On Wed, Aug 25, 2010 at 6:17 PM, Chetan Ahuja <chetan.ahuja@gmail.com> wrote:
There is another potential bug that may cause zero power.
I actually saw similar problem a while back, while I was playing
around with rt_avg stuff. But, I have only seen the problem with my
modified kernel (playing with softirq accouting part) and not with
vanilla kernel.
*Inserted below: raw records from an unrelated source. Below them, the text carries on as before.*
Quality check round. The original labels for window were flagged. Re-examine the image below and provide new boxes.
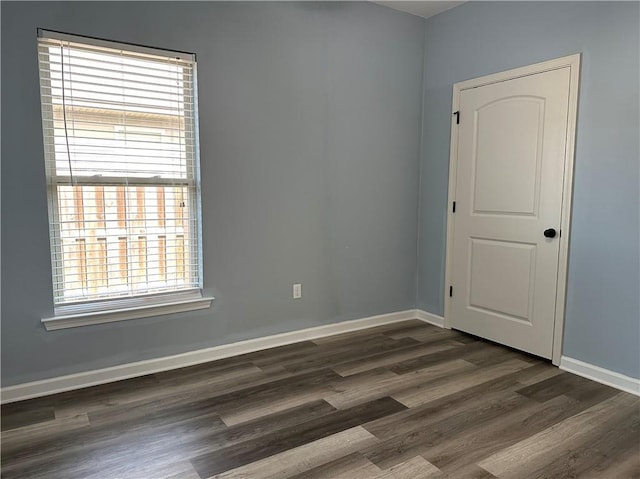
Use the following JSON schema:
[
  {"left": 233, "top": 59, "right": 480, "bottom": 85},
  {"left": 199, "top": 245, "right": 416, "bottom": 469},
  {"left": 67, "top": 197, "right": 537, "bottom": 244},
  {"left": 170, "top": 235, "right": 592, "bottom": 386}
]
[{"left": 38, "top": 30, "right": 210, "bottom": 330}]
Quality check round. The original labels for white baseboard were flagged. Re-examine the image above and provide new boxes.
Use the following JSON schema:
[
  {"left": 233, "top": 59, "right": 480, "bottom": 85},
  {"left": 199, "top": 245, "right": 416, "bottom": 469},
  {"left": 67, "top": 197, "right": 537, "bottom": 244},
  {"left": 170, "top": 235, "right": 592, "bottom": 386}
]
[
  {"left": 415, "top": 309, "right": 444, "bottom": 328},
  {"left": 560, "top": 356, "right": 640, "bottom": 396},
  {"left": 5, "top": 309, "right": 424, "bottom": 404}
]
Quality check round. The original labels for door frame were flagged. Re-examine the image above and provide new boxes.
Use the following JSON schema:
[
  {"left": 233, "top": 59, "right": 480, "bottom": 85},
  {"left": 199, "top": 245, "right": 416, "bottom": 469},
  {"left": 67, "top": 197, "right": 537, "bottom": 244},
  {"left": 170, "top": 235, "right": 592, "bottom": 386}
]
[{"left": 444, "top": 53, "right": 581, "bottom": 366}]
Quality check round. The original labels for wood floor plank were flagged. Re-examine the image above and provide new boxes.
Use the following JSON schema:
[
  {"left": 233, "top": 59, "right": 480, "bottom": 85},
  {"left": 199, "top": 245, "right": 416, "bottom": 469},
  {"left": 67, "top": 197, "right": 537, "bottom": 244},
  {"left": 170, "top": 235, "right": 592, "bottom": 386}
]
[
  {"left": 392, "top": 359, "right": 531, "bottom": 407},
  {"left": 210, "top": 426, "right": 378, "bottom": 479},
  {"left": 289, "top": 452, "right": 380, "bottom": 479},
  {"left": 218, "top": 368, "right": 397, "bottom": 426},
  {"left": 363, "top": 393, "right": 531, "bottom": 469},
  {"left": 529, "top": 408, "right": 640, "bottom": 479},
  {"left": 0, "top": 320, "right": 640, "bottom": 479},
  {"left": 478, "top": 394, "right": 637, "bottom": 478},
  {"left": 191, "top": 398, "right": 404, "bottom": 477},
  {"left": 0, "top": 407, "right": 55, "bottom": 431},
  {"left": 331, "top": 339, "right": 460, "bottom": 376},
  {"left": 375, "top": 456, "right": 447, "bottom": 479}
]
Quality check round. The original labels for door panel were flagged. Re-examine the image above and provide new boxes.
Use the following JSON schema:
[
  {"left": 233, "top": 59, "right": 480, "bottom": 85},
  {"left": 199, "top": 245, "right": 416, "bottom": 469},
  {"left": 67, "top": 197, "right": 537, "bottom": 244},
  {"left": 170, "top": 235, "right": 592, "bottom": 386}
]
[
  {"left": 473, "top": 97, "right": 544, "bottom": 215},
  {"left": 451, "top": 68, "right": 570, "bottom": 358}
]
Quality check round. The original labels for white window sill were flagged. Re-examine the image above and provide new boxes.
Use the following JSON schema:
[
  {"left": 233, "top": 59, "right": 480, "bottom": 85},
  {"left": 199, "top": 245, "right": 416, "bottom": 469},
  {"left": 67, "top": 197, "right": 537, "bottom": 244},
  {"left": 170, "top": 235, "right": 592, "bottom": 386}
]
[{"left": 42, "top": 297, "right": 214, "bottom": 331}]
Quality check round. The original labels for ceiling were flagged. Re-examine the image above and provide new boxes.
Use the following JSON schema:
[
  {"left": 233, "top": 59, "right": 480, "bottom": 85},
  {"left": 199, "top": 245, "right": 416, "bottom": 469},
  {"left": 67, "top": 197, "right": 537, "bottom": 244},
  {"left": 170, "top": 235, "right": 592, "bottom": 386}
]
[{"left": 373, "top": 1, "right": 464, "bottom": 18}]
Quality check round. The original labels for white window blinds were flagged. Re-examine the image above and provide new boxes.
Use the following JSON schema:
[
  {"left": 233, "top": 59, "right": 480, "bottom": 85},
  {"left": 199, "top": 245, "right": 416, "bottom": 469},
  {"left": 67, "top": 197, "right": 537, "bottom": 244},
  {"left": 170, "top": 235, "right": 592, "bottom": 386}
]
[{"left": 38, "top": 31, "right": 201, "bottom": 305}]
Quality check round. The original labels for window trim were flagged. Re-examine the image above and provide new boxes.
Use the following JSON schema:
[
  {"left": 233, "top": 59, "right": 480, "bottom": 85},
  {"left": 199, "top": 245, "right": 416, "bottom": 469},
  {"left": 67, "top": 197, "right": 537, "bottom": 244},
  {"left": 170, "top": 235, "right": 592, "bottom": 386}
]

May be your workload includes some RT tasks that
triggers this in vanilla kernel as well.
This is what I saw happening in my case:
scale_rt_power()
- In some corner case total ends up being less than rq->rt_avg.
- As a result, available is negative
- scale_rt_power returns negative value
update_cpu_power()
- returns negative power
When we later sum up power across groups, we can end up with a group
having negative power making the sum power a zero for a parent group,
causing div_by_zero.
I now have this change in my tree along with my softirq+rt_avg changes
and haven't seen the failure since.
diff --git a/kernel/sched_fair.c b/kernel/sched_fair.c
index ae2a225..8c31e38 100644
--- a/kernel/sched_fair.c
+++ b/kernel/sched_fair.c
@@ -2858,6 +2858,9 @@ unsigned long scale_rt_power(int cpu)
u64 total, available;
total = sched_avg_period() + (rq->clock - rq->age_stamp);
+ if (unlikely(total < rq->rt_avg))
+ return 0;
+
available = total - rq->rt_avg;
if (unlikely((s64)total < SCHED_LOAD_SCALE))
The theory I had on why total can be less than rq->rt_avg.
- (Time T0) update_curr calls sched_rt_avg_update and delta accumulation starts
- (Time T1) lb scale_rt_power calls sched_avg_update() and we say
there was aging at this point (while rt_avg doesn't have delta added
yet)
- (Time T2) timer int -> update_curr calls sched_rt_avg_update() with
no aging of timestamp, but delta added to rt_avg.
- Time passes
- (Time T3) lb calls scale_latc_power again, and at this point
total = period + (T3 - T1)
rt_avg = halved at T1 (which can be ~period) + T3 - T0
which can be slightly greater than total, spoiling the math from there on.
I tried reproducing the problem with vanilla kernel and couldn't
reproduce it. May be your workload is triggering this some how?
Also, Suresh did recent fixes to rt_avg and this may not be a problem
after that. I Haven't looked at this case closely after that recent
change.
Thanks,
Venki
--